AutoShorts: The AI-Powered Gameplay Editor
Inspiration
Recording gameplay is easy; editing it is a nightmare. I was spending 4 hours editing for every 1 hour of footage—scrubbing through VODs for that one "clutch" moment. I built AutoShorts to flip the script: a system where you drop raw footage, walk away, and return to ready-to-upload, narrated clips.
What it does
AutoShorts is a GPU-accelerated AI pipeline that semantically understands gaming content. It identifies "action," "funny," and "WTF" moments, then automatically crops them to 9:16, adds AI-generated captions, and synthesizes high-energy voiceovers to match the game's vibe.
How I built it
The core is built with Python, leveraging PyTorch and CUDA for local execution.
- Vision Analysis: A hybrid system using local heuristics and Gemini/OpenAI vision models for semantic scoring.
- Voice Design: Qwen3-TTS for natural, personality-driven voice synthesis.
- Rendering: Optimized FFmpeg with NVENC hardware acceleration for fast vertical cropping and blurred backgrounds.
- Orchestration: Developed modular logic to manage complex model sequencing and pipeline flow.

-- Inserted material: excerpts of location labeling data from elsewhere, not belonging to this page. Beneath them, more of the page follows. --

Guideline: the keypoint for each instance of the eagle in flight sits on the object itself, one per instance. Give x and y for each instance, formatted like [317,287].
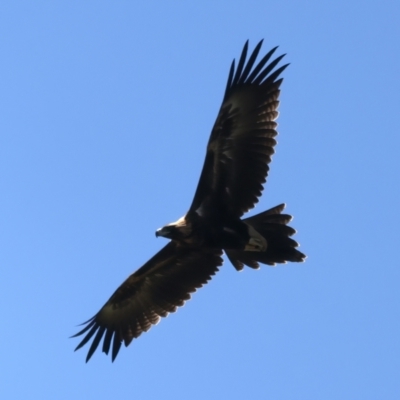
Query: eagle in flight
[235,168]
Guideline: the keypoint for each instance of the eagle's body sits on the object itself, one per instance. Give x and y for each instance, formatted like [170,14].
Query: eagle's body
[235,168]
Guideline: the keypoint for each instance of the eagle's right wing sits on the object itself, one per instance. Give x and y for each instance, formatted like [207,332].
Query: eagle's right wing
[242,139]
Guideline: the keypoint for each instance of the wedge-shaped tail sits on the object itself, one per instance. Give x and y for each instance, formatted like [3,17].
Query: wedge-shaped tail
[272,225]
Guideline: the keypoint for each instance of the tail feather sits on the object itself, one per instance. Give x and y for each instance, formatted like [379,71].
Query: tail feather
[272,225]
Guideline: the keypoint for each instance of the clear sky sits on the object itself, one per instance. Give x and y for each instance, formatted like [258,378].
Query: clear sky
[106,109]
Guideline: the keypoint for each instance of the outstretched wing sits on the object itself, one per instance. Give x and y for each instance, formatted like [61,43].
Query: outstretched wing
[242,140]
[158,288]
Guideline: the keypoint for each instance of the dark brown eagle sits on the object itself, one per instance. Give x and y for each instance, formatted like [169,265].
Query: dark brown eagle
[235,168]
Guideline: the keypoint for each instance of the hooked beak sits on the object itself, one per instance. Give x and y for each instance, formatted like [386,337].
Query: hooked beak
[164,231]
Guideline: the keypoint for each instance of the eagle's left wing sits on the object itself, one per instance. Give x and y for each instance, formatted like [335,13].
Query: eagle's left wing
[156,289]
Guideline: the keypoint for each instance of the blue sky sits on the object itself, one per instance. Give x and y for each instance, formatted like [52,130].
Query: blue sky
[106,109]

🏗️ Intelligence & Customization
I built a dedicated settings layer to manage how the AI "thinks" and "talks," ensuring the tool adapts to the creator's specific needs.
🧠 Gemini Deep Analysis Mode
- The Proxy Trick: To keep costs low, the pipeline generates a low-res GPU-accelerated proxy (from 4K@60fps down to 640p@1fps).
- Semantic Context: It sends this lightweight stream to Gemini to identify narrative arcs or running jokes across hours of footage, which is more cost-effective than per-clip analysis.
✍️ Adaptive Caption Styles
The AI adapts its persona and visual styling based on the content:
- Story Roast: Sarcastic commentary on gameplay fails.
- GenZ Slang: High-energy, emoji-heavy captions with current lingo.
- Dramatic Story: A cinematic, serious narration for epic moments.
⚙️ Full Control
- Model Swapping: Users can toggle between OpenAI, Gemini, or Local Heuristics depending on budget and privacy needs.
- API Management: Integrated cost-management features allow users to set limits and avoid accidental credit drains.
Challenges I ran into
- The VRAM Juggling Act: Running LLMs, TTS models, and video rendering on a consumer GPU is a recipe for OOM crashes. I implemented an aggressive model lifecycle management system to explicitly unload models between pipeline stages.
- The TTS Timing Nightmare: Subtitles would drift over time. I solved this by switching from sentence-level probing to probing merged narrations and distributing timing proportionally.
- CJK Language Support: Standard word-based subtitle splitting failed for Japanese and Chinese. I built a custom character-based splitting logic with language detection.
What I learned
Building this taught me that "local-first" AI isn't just about privacy—it's about cost and latency. By using small proxy videos for cloud analysis and running heavy TTS/Rendering locally, I created a pipeline that is both powerful and affordable.
What's Next for AutoShorts
- Universal Video Support: Expanding beyond gaming to podcasts and sports.
- SFX Generation: Integrating AI-generated sound effects matched to on-screen action.
- Cloud API Mode: Designing a "submit URL, get clips" architecture.
- Live Stream Monitoring: Researching real-time highlight extraction for live broadcasts.